Elizabeth retained William’s controlling interest in the ironmongery business after his death, but the day to day running of the business was taken over by William’s nephews, William Gibbs Palmer and Edward Arthur Palmer. The building had a walled garden at the back where William Gibbs Palmer used to grow his prize-winning grapes and apricots.
Palmers advertised themselves as “general and furnishing ironmongers, cutlers, braziers, iron and tin plate workers, bell hangers, gas fitters, and agents for agricultural implements.” Their shop sold a variety of goods including lamps, ovens, cutlery, paint and petrol. They also acted for many years as agents for both Norwich Union fire and life insurance, and the General Hail Storm Insurance Company, providing cover to farmers in the event of damage to their crops.

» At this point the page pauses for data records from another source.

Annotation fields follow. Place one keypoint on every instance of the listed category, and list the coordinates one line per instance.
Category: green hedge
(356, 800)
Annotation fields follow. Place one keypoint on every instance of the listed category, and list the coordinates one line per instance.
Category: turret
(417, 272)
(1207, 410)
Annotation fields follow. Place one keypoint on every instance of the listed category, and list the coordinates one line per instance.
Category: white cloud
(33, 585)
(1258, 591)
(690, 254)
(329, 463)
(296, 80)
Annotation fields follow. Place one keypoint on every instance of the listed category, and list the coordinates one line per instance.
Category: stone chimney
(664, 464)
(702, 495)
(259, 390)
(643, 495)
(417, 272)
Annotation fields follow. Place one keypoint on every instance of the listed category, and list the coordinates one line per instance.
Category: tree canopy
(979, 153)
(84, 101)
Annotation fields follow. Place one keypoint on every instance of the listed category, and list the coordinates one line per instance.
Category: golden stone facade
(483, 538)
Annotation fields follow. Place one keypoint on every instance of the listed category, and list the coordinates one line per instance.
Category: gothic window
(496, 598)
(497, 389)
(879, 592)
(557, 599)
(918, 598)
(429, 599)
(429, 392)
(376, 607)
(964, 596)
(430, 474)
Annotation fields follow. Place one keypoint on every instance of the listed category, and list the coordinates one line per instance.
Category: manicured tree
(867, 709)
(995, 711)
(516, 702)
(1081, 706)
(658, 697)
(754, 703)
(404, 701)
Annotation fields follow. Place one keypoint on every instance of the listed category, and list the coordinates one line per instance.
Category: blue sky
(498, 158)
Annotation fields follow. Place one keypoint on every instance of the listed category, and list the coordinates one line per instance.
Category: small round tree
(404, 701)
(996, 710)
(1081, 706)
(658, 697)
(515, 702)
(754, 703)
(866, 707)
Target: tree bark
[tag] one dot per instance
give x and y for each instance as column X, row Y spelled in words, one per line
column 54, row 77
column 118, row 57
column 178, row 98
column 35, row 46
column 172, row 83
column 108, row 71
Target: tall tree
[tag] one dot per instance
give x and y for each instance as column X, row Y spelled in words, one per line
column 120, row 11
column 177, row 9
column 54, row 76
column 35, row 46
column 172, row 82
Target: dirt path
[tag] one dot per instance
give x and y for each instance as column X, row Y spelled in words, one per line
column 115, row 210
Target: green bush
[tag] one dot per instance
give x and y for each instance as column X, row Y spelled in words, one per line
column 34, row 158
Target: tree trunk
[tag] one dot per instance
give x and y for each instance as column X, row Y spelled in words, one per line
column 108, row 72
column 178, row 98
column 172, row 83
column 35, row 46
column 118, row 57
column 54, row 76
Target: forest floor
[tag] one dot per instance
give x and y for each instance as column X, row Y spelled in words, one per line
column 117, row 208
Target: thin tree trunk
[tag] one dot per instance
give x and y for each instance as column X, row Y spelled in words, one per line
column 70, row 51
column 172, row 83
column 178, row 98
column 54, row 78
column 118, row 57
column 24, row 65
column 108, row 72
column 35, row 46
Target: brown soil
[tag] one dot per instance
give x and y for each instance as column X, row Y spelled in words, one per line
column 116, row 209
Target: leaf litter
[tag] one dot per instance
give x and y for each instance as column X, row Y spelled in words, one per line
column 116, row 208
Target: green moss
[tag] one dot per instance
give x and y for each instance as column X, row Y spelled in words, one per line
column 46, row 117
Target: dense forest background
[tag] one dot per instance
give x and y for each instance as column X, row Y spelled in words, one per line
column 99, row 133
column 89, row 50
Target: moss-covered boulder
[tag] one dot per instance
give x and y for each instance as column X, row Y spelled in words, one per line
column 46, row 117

In 1910 Elizabeth sold the business to Charles Ashmore, who had been working for the company for many years. Originally from St Ives in Huntingdonshire, Charles moved to Bicester and married his wife, Priscilla, in 1882. They first lived in King’s End but moved in over the shop when Charles brought the business and lived there together until Charles’s death in 1928.
Their son, Robin, then took over the business and ran it until his death in 1943. He was then succeeded by his son, Roland, and Roland’s wife, Jean, who eventually passed it on to their two daughters, Mary and Pat. They ran it together with Mary’s Husband, Clifford Carter, until the shop closed in 2006.

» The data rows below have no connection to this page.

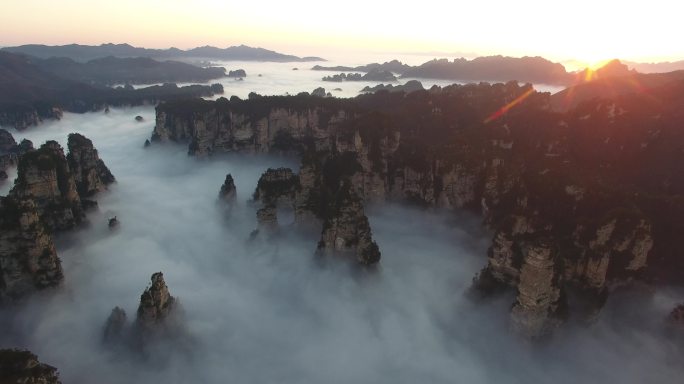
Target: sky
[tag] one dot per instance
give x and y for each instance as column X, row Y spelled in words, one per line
column 589, row 31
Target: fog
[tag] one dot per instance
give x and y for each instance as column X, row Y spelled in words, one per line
column 264, row 311
column 280, row 78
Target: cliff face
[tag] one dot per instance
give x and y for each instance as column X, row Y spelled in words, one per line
column 44, row 199
column 540, row 302
column 276, row 188
column 222, row 129
column 156, row 304
column 346, row 230
column 580, row 180
column 228, row 192
column 90, row 173
column 314, row 199
column 28, row 260
column 18, row 366
column 44, row 176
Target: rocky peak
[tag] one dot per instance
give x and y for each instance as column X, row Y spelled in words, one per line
column 228, row 192
column 156, row 303
column 540, row 303
column 90, row 173
column 114, row 327
column 276, row 188
column 17, row 366
column 346, row 230
column 45, row 177
column 28, row 259
column 7, row 142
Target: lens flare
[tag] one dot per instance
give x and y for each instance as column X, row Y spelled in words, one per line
column 502, row 111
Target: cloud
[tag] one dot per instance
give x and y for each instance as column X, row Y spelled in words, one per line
column 265, row 311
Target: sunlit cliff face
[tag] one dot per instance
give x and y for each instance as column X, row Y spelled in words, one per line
column 266, row 311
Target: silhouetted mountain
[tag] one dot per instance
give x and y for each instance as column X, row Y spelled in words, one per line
column 391, row 66
column 410, row 86
column 88, row 52
column 579, row 202
column 661, row 67
column 612, row 87
column 613, row 68
column 494, row 68
column 489, row 68
column 29, row 95
column 140, row 70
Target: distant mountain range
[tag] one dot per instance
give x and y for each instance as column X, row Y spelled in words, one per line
column 139, row 70
column 29, row 94
column 89, row 52
column 503, row 68
column 666, row 66
column 486, row 68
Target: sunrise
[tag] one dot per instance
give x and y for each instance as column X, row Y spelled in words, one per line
column 299, row 192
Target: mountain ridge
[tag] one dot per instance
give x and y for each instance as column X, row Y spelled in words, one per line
column 81, row 52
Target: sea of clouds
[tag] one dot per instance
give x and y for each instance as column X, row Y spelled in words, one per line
column 265, row 310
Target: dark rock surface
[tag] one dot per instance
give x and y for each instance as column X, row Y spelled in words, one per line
column 20, row 366
column 44, row 176
column 582, row 181
column 156, row 304
column 115, row 326
column 111, row 70
column 90, row 172
column 410, row 86
column 228, row 192
column 28, row 259
column 237, row 73
column 29, row 95
column 89, row 52
column 372, row 75
column 45, row 198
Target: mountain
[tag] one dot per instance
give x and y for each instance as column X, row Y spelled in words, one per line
column 610, row 81
column 28, row 94
column 140, row 70
column 494, row 68
column 486, row 68
column 89, row 52
column 660, row 67
column 391, row 66
column 579, row 203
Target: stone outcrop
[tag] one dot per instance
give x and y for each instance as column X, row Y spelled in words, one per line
column 676, row 317
column 24, row 117
column 115, row 326
column 44, row 199
column 20, row 366
column 316, row 198
column 228, row 193
column 90, row 173
column 7, row 142
column 346, row 230
column 277, row 188
column 580, row 180
column 156, row 305
column 540, row 303
column 218, row 127
column 45, row 177
column 239, row 73
column 28, row 259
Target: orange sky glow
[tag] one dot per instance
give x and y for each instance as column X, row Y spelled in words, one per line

The original building was built in 1688 by the Burrows family and probably functioned as an ironmonger’s right from the beginning. Gabriel and John Burrows both issued their own trade tokens in the 1660s and their family also had ironmonger’s shops in Oxford and Thame.
But the building that stands there today was built in 1969, after the original building burnt down. The fire engulfed the building during a snowstorm in the early hours of 20th February 1969. The heat of the fire was so intense that it melted the brass weights of the weighing scales and buckled Pyrex glass plates that were on display. To quell the fire the many fire crews in attendance had to lay an additional hose through Market Square to bring water from the open-air swimming pool near the Causeway. According to a report in the Bicester Advertiser, smoke blanketed Sheep Street entirely and many local residents had to be evacuated. The damage was estimated at the time at over £100,000.